Basil is used extensively in the Italian cuisine, and it originates from India. Taiwan, Vietnam, Thailand and Cambodia also use Basil in their cuisines. Interestingly the leaves of basil taste pungent and strong.  The botanical name for Basil is Ocimum basilicum.

While most common varieties of Basil are treated as annuals, some are perennial in warm, tropical climates, including holy basil and a cultivar known as African Blue. Basil does not have any religious significance. It is used in the preparation of a variety of food. In fact it is one of the main ingredients in the preparation of ‘pesto’ a tasty Italian sauce. Sometimes basil is steamed with milk in the preparation of ice creams.

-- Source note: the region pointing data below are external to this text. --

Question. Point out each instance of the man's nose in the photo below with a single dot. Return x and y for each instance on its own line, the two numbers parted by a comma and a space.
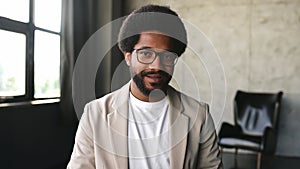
156, 64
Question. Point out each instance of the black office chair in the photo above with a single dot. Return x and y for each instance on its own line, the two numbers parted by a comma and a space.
255, 128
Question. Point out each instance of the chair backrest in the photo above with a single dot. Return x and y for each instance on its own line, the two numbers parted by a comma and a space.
256, 111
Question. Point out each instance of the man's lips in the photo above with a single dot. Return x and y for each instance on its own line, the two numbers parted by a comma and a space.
153, 78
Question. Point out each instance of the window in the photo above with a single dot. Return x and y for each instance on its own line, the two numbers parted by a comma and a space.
30, 49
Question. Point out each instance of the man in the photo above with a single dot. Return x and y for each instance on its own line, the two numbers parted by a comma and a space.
147, 123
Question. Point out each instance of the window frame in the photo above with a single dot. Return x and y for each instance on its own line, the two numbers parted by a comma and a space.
28, 29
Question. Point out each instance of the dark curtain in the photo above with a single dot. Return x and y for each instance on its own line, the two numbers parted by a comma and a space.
80, 19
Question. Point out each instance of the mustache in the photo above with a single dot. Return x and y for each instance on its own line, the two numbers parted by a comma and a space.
160, 72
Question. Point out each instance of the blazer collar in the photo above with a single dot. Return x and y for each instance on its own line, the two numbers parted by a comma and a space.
118, 124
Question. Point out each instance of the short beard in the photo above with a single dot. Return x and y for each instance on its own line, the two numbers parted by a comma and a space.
138, 79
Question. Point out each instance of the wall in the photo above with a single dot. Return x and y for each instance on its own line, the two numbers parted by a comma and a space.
258, 46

It is interesting to note that Basil is added in the food only in the last minute since its flavour gets totally lost if it is allowed to get cooked for a long time. This is an important observation to make in the use of Basil. As a matter of fact it can be preserved for a long time in the refrigerators. Basil seeds are used in the preparation of desserts. It is a traditional remedy that has been used in various cultures for hundreds of years there are many uses besides cooking. Here are some ideal everyday uses:

  1. Basil Pesto: Immensely popular with many pesto variations used in cultures worldwide. Add pesto to everything from pasta sauces, eggs, to meats, to slices of fresh cucumber.
  2. General Cooking: Basil is used across the globe in a variety of different cuisines.  It adds a depth flavour and lustre not rivalled by any other herbs.
  3. Calming the Stomach: Basil has a calming effect on the stomach – Prepare a Basil leaf infusion to drink, may help sooth indigestion and alleviate feelings of fullness.
  4. Coughs and Colds: Basil leaf helps alleviate coughs and colds. Chew fresh Basil leaves to calm coughing or make a calming tea of Basil leaves to help sooth illness.
  5. Facial Steam for Headache: A Basil leaf facial steam may help alleviate a headache. Add one tablespoon of dried basil leaf to 2 cups of boiling water in a large pot. Carefully lean over the pot, cover head with a towel and breathe in the steam for 5-10 minutes until headache starts to subside.
  6. Antibiotic properties: EU scientists are researching the use of basil oil as treatment for antibiotic resistant infections with Staphylococcus, Enterococcus, and Pseudomonas. May be effective in treating fever blisters (herpes).
  7. Stings and Bites: Should you get bitten or stung by an insect chew a basil leaf and apply to the bite this will help relieve the pain and draw out the venom.
  8. Ear Infections: It is believed that the essential oil is antibacterial, and drops of basil oil may relieve ear infections.
  9. Blood sugar: Some evidence shows that Basil may balance blood sugar levels if consumed regularly either in a juice or tea.
  10. Stress Reduction: Prepare 2 cups of strong Basil Leaf tea and add to a warm bath it helps reduce stress and facilitates relaxation.

If you brag about Basil as much as we do, we definitely recommend growing it too.